Here is the system information where crashes occurred。

Kubernetes

     version : 1.19

Host :

      kernel:  4.19, OS CentOS
      CPU:64  AMD EPYC 7T83 64-Core Processor or 64  Intel(R) Xeon(R) Platinum 8369B CPU @ 2.70GHz

Pod :

     OS:    Linux 4.19.118-2.el7.centos.x86_64/amd64
     Linux OS:    CentOS Linux release 7.9.2009 (Core)

Will this issue be fixed in JDK 21?

karianna commented 4 months ago

Here is the system information where crashes occurred。

Kubernetes

     version : 1.19

Host :

      kernel:  4.19, OS CentOS
      CPU:64  AMD EPYC 7T83 64-Core Processor or 64  Intel(R) Xeon(R) Platinum 8369B CPU @ 2.70GHz

Pod :

     OS:    Linux 4.19.118-2.el7.centos.x86_64/amd64
     Linux OS:    CentOS Linux release 7.9.2009 (Core)

Will this issue be fixed in JDK 21?

There may be a backport, you'll want to follow that issue upstream

jjscl8888 commented 3 months ago

When is this problem expected to be solved? @karianna

karianna commented 3 months ago

You'll need to track https://bugs.openjdk.org/browse/JDK-8331735 for progress.
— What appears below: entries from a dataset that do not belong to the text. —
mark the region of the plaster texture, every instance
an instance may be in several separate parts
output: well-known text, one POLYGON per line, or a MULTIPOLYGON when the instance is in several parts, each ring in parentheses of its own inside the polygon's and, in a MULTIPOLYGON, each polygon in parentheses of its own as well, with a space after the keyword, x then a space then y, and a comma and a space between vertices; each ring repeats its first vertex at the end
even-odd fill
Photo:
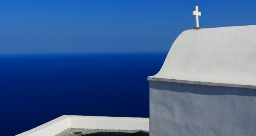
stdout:
POLYGON ((254 89, 150 82, 150 135, 255 136, 254 89))
POLYGON ((189 30, 150 81, 256 88, 256 25, 189 30))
CH3CHO commented 3 months ago

You'll need to track https://bugs.openjdk.org/browse/JDK-8331735 for progress.

However, Java 21 isn't in the affected versions list. That's why we wondered whether the fix would be backported to 21 or not. Would you add 21 into the list as well?

image

karianna commented 3 months ago

Added 21

github-actions[bot] commented 4 days ago

We are marking this issue as stale because it has not been updated for a while. This is just a way to keep the support issues queue manageable. It will be closed soon unless the stale label is removed by a committer, or a new comment is made.